If you put Mo Pete's brain and work ethic into an athlete's body, you'd have an amazing player. He does a lot of good things that most fans don't recognize or don't know how to measure.

As long as you don't expect him to be "the" guy, out on the wing, ball-in-hand, breaking down 1 or 2 defenders at a time......then you should be impressed with what he is.

That said, we need a different "style" of player at SF. Not calibre. Style.


----------



## speedythief (Jul 16, 2003)

toiletscrubber said:


> So, will Mo-Pete offcially break out?


I have come from the future to answer your question: no, he will not, unless you count VD.
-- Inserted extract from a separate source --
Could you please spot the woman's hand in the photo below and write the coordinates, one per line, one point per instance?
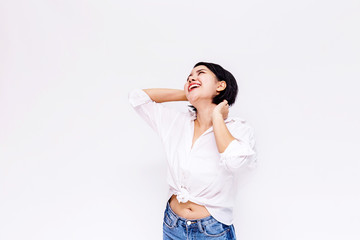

SO SPEAKETH THE FUTUREMAN!


----------



## Primal Hustle (May 31, 2011)

haha I currently rank Mo Pete as the best SF the Raps ever had if we consider Vince Carter as a SG. If DeRozan develops nicely, maybe it'll change but for now...

My All-time Raptors team:

PG - Damon Stoudamire
SG - Vince Carter
SF - Mo Peterson
PF - Chris Bosh
C - Antonio Davis


----------



## seifer0406 (Jun 8, 2003)

T-Mac was better. Even though he was well before his prime.


----------



## Primal Hustle (May 31, 2011)

seifer0406 said:


> T-Mac was better. Even though he was well before his prime.


Yes I agree with that but I'd like to factor the number of years they played with the Raptors. IDK though it's just my preference to have Mo Pete over T-Mac when we're talking about their performances with the Raptors.


----------